Bij deze twee bundels geeft j. boets telkens een ‘toelichting’, waarin hij o.a. nader op de verschillende uitgaven van bewuste teksten ingaat en de keuze van de legger verantwoordt.
Noteren we hierbij nog het volgende: De eerste vier delen zullen de zeven bundels brengen die Gezelle zelf heeft uitgegeven, de laatste vier de ‘nagelaten’ poëzie. De mogelijkheid wordt opengelaten voor een bij te voegen tekstkritisch apparaat. In de acht nu reeds voorziene delen worden duistere passages voor de gewone lezer op een beknopte manier verstaanbaar gemaakt. Men kan derhalve besluiten dat hier tegelijk werk geleverd wordt dat wetenschappelijk verantwoord is, ruimte laat voor de publicatie van resultaten van verder wetenschappelijk onderzoek en toch ook de doorsnee-lezer op het oog houdt, een opzet dat men alleen maar kan toejuichen.
Van de Koninklijke Bibliotheek Albert I te Brussel:
Twee catalogi naar aanleiding van aldaar gehouden tentoonstellingen, nl. De septemberdagen van 1830. Catalogus door catherine oukhow (met eeen woord vooraf door m. wittek, hoofdconservator). 40 blz. geïll., en: De Familie Mayrisch. De inbreng en Europese uitstraling van een Luxemburgse familie. Europalia 1980. Geïllustreerd met een aantal reproducties van kunstwerken met wier makers de genoemde familie relaties onderhield. Ook letterkundigen uit verschillende landen hebben in dit milieu verkeerd en worden in de catalogus gememoreerd.

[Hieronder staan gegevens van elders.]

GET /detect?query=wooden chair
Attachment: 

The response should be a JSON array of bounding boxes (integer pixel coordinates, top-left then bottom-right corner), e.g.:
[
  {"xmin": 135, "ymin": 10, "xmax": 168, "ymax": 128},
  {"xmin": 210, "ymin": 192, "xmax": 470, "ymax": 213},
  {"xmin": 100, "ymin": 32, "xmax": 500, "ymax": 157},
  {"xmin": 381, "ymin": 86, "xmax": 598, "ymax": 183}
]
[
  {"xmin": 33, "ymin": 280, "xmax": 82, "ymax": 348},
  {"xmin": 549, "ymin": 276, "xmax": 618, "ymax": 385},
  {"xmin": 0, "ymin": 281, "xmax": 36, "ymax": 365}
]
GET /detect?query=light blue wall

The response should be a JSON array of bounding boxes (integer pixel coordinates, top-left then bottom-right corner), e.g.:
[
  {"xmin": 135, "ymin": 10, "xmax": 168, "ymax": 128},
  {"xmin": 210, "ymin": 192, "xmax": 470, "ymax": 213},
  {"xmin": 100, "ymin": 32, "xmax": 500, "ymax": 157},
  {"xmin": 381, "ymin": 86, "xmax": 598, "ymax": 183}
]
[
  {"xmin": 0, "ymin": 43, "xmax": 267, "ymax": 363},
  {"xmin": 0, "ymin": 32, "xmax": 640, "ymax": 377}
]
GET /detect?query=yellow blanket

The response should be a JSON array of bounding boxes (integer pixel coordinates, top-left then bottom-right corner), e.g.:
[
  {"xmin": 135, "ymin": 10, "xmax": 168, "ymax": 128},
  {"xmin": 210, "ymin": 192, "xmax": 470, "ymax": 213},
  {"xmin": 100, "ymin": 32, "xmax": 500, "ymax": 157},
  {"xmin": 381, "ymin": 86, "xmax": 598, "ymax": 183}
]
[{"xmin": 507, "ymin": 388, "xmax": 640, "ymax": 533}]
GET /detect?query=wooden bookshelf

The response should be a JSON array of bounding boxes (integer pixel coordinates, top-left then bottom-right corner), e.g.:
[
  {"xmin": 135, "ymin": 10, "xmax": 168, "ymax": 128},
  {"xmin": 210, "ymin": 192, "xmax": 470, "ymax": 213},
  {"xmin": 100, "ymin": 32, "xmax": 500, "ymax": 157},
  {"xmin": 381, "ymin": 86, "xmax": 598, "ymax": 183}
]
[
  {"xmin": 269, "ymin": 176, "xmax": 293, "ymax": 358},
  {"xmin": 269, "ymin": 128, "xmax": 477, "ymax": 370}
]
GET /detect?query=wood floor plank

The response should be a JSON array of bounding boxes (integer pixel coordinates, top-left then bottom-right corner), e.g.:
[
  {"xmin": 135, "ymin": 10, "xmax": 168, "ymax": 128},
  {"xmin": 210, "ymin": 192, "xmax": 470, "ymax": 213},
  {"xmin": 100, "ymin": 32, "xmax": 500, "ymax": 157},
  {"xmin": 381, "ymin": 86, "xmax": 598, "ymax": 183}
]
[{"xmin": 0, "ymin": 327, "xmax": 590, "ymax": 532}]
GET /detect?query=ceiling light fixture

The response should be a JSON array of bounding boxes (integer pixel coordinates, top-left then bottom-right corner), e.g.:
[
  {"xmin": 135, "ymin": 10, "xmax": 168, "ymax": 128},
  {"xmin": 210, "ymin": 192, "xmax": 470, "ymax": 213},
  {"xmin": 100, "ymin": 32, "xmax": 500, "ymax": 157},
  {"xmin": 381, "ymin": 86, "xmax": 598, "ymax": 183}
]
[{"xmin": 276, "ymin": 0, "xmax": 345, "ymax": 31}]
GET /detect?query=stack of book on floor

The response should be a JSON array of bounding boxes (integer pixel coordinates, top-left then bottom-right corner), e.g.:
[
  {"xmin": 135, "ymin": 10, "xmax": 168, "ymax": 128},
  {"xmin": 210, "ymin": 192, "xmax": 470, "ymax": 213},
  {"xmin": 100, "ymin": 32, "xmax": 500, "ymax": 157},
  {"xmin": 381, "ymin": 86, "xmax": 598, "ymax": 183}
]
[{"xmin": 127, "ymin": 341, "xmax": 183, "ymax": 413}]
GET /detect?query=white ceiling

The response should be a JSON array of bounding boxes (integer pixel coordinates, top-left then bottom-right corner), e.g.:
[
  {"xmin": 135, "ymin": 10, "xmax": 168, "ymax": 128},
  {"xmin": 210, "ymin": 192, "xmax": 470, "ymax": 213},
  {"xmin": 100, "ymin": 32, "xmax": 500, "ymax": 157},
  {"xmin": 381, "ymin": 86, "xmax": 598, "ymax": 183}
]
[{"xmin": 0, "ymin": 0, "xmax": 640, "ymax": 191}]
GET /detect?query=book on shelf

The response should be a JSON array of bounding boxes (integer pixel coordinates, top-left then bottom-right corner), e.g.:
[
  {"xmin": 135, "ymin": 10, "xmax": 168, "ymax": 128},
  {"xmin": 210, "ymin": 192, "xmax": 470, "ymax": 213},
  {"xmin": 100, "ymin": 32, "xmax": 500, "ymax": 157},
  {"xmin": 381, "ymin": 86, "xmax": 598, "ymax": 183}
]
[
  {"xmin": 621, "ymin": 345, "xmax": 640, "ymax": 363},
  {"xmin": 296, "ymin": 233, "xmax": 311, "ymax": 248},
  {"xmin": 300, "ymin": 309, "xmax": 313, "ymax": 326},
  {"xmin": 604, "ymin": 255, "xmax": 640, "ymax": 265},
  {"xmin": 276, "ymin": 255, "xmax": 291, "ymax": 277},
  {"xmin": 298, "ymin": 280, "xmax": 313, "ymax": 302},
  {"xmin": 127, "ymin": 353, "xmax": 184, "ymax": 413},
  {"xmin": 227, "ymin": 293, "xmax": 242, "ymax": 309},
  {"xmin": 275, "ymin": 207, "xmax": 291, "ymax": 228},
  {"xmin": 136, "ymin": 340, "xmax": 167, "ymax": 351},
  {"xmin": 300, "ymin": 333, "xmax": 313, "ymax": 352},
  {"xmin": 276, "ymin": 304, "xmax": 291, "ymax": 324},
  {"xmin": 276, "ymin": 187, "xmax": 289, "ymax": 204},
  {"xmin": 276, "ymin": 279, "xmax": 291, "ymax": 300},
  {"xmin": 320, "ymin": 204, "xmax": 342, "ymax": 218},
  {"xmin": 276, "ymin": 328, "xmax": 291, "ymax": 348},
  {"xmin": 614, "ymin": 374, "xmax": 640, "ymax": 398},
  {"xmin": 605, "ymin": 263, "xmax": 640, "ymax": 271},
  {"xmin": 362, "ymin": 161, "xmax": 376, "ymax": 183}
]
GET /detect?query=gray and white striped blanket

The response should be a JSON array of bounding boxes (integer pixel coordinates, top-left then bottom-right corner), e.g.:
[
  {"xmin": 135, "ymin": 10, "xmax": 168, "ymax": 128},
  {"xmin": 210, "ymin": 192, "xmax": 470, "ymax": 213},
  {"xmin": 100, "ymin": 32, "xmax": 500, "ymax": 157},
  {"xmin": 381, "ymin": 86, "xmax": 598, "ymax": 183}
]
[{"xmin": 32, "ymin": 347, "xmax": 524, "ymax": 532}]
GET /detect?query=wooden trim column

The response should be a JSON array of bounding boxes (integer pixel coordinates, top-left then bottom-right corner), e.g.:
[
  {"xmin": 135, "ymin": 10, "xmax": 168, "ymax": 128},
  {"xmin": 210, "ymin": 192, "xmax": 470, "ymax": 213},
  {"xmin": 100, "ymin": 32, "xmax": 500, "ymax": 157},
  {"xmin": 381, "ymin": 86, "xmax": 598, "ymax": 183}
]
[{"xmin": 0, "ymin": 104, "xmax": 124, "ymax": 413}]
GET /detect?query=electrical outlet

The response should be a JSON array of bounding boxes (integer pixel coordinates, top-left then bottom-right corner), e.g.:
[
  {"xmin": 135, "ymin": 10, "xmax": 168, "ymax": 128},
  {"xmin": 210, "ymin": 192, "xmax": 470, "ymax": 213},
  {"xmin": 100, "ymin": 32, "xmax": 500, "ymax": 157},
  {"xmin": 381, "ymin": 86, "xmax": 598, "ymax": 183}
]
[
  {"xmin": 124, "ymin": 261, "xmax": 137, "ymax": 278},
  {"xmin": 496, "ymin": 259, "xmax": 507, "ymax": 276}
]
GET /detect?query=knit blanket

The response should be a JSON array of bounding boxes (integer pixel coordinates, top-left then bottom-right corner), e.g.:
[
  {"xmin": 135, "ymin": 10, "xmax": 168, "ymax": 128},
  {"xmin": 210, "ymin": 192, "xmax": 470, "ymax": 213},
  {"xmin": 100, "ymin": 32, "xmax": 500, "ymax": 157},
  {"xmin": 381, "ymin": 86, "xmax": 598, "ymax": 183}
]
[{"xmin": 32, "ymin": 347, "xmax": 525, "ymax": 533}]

Michel de Ghelderode ou la Comédie des apparences. Catalogue rédigé par roland beyen. 1980. 254 blz.
Dit rijk geïllustreerd boek bevat een algemene inleiding tot leven en werk van deze in het Frans schrijvende Vlaming en bevat verder de volgende hoofdstukken: L'oeuvre théatrale de M. de Gh., M. de Gh. et les musiciens, Gh. conteur, poète, chroniqueur, critique et épistolier, Editions collectives du théatre de Gh., Traductions de l'oeuvre de Gh. en Ouvrages sur M. de Gh. Wegens het Vlaams karakter van deze wereldberoemde in het Frans schrijvende auteur en zijn relatie tot ‘Het Vlaemsche Volkstooneel’ alleen reeds, is deze door de beste kenner van de Ghelderodes leven en werk een boek, waarvan wij de lektuur aan onze lezers ten zeerste kunnen aanbevelen.
| |
| |
Van andere uitgevers:
dr. h. van gorp e.a., Lexicon van literaire termen. J.B. Wolters, Leuven N.V. (1980). 216 blz.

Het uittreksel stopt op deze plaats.